Asarums are woodland plants from Europe, Asia and North America and seem to like cool woodland conditions to grow well, but many will also grow well in pots where the climate isn’t perfect and this means that the flowers can be closer to eye level as well.
Albuca spiralis
Southern Africa has a lot of unrelated bulbous plants that have developed foliage that curls like a cork screw and it is believed to have arisen to help the leaves cope with excessive heat, as only a small surface area is facing the sun at any one time.
From a gardener’s point of view its funny spiralled leaves are a most entertaining feature that all children will be intrigued by. Its little green bell flowers produced in spring may not be showy but somehow seem part of the subtle charm of this hardy spring flowering plant.

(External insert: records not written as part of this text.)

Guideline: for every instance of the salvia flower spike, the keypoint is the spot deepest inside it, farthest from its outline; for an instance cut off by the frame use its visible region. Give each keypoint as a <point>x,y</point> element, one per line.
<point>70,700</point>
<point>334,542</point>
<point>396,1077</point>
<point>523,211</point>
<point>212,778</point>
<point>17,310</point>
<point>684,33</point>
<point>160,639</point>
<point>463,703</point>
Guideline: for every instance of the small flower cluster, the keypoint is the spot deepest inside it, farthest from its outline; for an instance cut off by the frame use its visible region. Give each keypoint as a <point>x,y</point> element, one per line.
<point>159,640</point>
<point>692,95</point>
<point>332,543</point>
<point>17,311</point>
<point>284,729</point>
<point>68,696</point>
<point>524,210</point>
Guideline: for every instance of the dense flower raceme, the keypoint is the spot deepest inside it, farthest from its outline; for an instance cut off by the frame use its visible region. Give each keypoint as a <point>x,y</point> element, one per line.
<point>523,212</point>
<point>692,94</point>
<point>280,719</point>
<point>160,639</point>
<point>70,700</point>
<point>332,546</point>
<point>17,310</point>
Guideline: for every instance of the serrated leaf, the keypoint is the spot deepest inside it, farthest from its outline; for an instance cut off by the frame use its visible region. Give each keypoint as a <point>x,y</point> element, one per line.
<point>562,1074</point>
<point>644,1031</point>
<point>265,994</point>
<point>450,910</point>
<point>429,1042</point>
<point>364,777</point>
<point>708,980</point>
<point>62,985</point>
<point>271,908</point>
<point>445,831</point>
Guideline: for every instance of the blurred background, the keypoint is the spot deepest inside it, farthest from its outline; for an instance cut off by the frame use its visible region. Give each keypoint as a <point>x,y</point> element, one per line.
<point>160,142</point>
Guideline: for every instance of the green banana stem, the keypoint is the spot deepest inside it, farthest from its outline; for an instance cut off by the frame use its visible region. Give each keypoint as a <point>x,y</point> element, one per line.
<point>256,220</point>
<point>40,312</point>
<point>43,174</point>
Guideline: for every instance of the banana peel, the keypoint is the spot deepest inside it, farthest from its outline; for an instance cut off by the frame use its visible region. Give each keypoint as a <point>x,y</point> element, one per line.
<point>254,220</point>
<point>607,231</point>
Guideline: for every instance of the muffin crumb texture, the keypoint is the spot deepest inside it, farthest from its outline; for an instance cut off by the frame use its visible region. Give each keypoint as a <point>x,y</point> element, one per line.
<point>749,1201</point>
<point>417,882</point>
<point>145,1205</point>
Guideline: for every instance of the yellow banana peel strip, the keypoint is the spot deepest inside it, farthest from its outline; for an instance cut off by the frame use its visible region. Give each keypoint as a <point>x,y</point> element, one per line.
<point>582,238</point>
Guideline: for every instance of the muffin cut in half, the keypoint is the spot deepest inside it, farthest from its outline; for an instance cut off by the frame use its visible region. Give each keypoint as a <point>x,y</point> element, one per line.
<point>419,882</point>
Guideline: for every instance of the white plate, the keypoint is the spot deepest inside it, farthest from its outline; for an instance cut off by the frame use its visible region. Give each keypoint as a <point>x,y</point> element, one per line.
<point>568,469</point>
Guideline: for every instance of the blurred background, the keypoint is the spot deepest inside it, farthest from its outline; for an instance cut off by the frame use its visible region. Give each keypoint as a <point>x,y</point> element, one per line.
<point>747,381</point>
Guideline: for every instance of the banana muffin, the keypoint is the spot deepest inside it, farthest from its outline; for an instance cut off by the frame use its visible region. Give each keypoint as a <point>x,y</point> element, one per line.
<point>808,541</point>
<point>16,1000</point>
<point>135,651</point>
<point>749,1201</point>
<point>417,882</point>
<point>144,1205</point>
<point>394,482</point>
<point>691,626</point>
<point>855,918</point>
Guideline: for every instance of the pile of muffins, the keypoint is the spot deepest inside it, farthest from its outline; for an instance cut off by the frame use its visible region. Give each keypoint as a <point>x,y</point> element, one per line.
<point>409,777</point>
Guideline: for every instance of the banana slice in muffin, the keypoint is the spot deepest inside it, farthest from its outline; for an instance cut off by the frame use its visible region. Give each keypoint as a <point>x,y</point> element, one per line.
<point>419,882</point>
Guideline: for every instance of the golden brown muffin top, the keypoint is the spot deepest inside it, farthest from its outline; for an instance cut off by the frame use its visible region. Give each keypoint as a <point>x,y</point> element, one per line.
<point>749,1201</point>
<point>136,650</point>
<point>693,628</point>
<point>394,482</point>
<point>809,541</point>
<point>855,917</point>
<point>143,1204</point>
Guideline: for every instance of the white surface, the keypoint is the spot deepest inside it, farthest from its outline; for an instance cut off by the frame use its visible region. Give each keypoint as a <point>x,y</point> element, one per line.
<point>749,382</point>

It likes, as do many bulbs from this part of the world, a winter rainfall and summer dry environment so yet again a pot could be the way to go if your natural conditions don’t suit.
I find that it lightly self seeds in my sunny rock garden, making attractive small drifts that have me smiling every spring.
I am holding out for black bat flower, Stephen. A friend is waiting til her pups have matured to break one off for me. Love weird plants. Great post.
I’ve seen it in the wild but thats about all I can do seeing as it won’t grow in cold old Macedon.